Ah, thank you, Ian. I ate my last-ever Crazee burger not long ago. I had the plain beef burger, but the larger, 2/3-pound size. Big mistake to get twice the (tasteless) meat on the same small bun. The beef patty was way too thick. You want to deliver twice the meat, you have to use a bigger bun. Not rocket science. The beauty of a burger is the correct proportion per bite of meat, bun, condiments, and vegetables. There was little pleasure in each thick, dry mouthful of Crazee's extremely boring, unseasoned meat, which was all I could taste. The hard rib of lettuce and tasteless tomato only helped the too-thick meat patty slip and slide out of the skimpy bun. And worse, the bun quickly disintegrated.
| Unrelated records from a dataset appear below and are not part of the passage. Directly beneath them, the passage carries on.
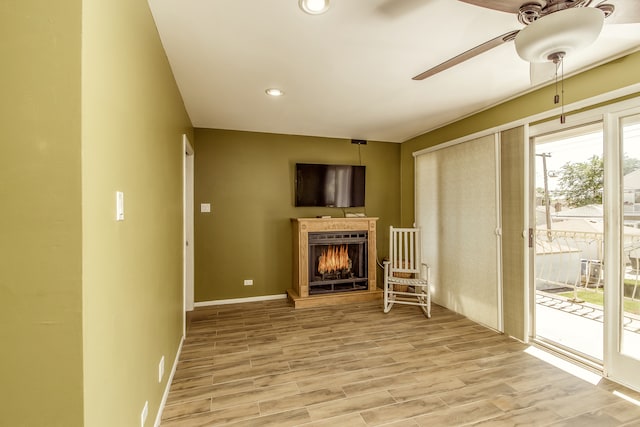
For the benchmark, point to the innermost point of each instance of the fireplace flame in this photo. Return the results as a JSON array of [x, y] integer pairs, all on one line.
[[334, 258]]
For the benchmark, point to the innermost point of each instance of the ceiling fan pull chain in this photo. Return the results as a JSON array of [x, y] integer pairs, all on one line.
[[556, 98]]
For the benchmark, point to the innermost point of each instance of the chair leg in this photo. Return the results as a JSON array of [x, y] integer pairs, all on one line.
[[388, 298], [425, 300]]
I ordered the meat to be cooked medium, but when my burger was delivered with that of my friend, the waitstaff didn't ask who had the "medium." That would be because both burger patties were equally charred.

I dislike a huge mouthful of unseasoned meat, but, man, I really, really dislike it when the meat is burned.

Whatever quality Crazee thinks is imparted by "Angus," let me say: all I could think was that a Carl's burger, a BurgerKing Whopper, or my own well-seasoned, charcoaled ground round burger would have been 10 times better and lots cheaper. Crazee cook: You can't cook meat without some kind of seasoning!